The effects of such pre-processing on the signal probability distributions were estimated by computing the histograms over a quite long set of measurements, comprising 414,000 samples, measured from different muscles. The results are reported in Figure 3, together with an estimation of the per-sample entropy, defined as $e=-{\sum }_i{p}_i {log}_2{p}_i$, where the index i extends over all the possible values of the digitized signal, and $p_i$ is the estimated probability of the signal assuming the value i. If the data samples were uncorrelated (which they are not), it would results in a maximum theoretical compression ratio $c=e/n$, where n is the original number of bits with which the sample was encoded.
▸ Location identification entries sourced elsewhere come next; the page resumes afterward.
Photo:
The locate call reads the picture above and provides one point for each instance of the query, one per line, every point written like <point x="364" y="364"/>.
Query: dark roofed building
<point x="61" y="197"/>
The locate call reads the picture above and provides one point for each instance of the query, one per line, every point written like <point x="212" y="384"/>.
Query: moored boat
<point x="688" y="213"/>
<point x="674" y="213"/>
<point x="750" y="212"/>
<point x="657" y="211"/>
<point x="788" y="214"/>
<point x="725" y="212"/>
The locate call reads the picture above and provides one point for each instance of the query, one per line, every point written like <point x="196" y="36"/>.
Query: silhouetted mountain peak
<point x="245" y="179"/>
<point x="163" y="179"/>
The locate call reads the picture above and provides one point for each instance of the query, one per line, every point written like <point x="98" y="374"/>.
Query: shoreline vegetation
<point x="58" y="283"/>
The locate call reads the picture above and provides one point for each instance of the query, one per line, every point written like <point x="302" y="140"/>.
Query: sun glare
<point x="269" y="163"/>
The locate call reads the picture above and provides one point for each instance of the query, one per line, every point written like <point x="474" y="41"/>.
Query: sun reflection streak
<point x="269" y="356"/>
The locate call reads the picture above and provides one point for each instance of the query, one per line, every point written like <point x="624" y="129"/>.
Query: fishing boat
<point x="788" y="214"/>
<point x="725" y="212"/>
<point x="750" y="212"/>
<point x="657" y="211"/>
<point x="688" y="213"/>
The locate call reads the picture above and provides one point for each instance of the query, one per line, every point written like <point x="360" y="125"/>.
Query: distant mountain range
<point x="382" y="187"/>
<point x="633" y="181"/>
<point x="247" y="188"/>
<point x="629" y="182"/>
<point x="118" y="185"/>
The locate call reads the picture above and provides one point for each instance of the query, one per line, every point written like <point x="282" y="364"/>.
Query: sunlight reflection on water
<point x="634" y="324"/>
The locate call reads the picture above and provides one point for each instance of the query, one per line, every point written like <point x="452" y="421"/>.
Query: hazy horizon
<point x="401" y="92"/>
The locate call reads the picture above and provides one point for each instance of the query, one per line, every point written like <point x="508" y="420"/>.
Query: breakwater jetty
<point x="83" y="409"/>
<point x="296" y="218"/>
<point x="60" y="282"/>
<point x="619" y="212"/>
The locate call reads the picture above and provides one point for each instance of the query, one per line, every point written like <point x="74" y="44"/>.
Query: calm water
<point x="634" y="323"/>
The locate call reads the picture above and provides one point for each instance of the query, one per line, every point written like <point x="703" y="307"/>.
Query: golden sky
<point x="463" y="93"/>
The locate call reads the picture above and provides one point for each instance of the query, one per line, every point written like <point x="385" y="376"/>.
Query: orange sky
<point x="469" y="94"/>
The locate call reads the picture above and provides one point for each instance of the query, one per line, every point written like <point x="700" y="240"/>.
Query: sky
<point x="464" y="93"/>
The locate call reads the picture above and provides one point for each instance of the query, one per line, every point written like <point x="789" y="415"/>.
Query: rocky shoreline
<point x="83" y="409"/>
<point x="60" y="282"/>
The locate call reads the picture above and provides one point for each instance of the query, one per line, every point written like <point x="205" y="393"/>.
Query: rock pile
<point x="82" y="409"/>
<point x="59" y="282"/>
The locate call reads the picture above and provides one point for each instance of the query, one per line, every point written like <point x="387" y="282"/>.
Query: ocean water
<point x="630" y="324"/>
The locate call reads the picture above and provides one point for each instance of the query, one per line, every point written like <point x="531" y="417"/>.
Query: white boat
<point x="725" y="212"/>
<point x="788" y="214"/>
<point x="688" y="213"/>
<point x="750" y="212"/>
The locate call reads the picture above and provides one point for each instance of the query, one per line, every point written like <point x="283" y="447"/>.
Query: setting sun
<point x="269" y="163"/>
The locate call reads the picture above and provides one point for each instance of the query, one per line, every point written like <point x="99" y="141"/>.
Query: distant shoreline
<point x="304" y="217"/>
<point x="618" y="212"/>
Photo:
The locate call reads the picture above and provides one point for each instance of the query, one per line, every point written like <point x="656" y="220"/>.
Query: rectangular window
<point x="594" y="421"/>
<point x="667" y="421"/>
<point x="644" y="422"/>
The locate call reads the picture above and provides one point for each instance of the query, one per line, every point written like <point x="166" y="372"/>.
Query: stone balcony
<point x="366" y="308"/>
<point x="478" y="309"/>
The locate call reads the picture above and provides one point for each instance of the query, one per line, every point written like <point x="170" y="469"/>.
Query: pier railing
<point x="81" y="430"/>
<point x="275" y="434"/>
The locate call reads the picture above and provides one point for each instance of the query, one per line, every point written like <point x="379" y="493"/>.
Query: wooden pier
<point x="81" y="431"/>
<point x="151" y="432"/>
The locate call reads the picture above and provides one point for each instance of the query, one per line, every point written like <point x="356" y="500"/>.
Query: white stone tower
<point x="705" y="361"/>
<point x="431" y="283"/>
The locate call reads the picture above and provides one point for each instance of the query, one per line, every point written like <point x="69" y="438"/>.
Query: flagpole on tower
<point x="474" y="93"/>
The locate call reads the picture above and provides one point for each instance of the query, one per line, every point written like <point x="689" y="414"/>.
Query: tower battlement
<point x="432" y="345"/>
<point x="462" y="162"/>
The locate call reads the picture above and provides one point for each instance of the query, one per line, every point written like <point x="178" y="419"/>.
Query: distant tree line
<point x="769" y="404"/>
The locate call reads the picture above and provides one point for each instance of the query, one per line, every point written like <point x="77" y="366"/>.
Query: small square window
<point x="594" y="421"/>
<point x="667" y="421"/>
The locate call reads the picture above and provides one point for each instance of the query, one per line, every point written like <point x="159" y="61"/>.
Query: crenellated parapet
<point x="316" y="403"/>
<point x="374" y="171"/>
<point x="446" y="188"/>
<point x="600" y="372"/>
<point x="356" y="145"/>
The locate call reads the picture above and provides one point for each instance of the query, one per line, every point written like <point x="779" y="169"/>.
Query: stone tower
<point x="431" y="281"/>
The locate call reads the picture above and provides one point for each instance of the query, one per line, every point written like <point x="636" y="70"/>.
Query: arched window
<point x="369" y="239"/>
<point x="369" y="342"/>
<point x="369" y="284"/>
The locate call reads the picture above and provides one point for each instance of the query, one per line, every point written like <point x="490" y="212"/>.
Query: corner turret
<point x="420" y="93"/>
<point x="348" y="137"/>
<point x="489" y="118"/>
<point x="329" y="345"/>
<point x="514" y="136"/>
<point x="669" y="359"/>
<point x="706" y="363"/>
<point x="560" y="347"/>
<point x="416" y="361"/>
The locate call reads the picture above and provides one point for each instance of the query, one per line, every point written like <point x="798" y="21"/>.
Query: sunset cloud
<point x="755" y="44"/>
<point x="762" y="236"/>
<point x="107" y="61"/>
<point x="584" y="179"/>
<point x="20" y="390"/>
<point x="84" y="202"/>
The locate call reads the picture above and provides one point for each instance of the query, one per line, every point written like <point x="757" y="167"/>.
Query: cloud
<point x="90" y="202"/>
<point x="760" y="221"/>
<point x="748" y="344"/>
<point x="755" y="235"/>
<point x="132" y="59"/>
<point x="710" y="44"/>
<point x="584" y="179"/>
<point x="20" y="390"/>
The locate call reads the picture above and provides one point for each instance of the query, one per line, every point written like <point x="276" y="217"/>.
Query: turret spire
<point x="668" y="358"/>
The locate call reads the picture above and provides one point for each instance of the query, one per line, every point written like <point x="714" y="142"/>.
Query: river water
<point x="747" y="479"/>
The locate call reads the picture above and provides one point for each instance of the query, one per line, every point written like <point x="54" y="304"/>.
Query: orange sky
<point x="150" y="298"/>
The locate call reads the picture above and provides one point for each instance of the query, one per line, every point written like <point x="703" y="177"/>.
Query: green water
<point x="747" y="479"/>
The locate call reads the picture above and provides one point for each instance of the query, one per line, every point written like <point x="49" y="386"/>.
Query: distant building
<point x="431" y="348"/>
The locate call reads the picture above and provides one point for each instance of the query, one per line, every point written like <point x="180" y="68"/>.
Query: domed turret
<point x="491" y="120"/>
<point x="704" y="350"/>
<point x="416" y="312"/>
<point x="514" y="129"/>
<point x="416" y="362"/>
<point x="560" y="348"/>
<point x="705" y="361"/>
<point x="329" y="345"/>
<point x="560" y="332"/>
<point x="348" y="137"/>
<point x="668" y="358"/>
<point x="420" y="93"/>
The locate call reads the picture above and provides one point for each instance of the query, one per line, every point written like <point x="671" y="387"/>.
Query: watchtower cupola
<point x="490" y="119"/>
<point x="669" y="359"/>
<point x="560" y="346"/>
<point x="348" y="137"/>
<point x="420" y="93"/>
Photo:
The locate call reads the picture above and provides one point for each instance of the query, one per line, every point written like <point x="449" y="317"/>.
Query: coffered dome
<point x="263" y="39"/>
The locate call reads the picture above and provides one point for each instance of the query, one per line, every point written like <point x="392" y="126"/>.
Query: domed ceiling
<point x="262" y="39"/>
As expected, the differentiation makes values to get highly concentrated around 0, besides having a reduction on their spread by a factor of about 5. This will have an impact on some conventional lossless compressors that otherwise fail to adapt to the correlation between successive samples, but obviously have almost no effect on specialized compressors, like FLAC, that specifically search for the inter-sample correlation.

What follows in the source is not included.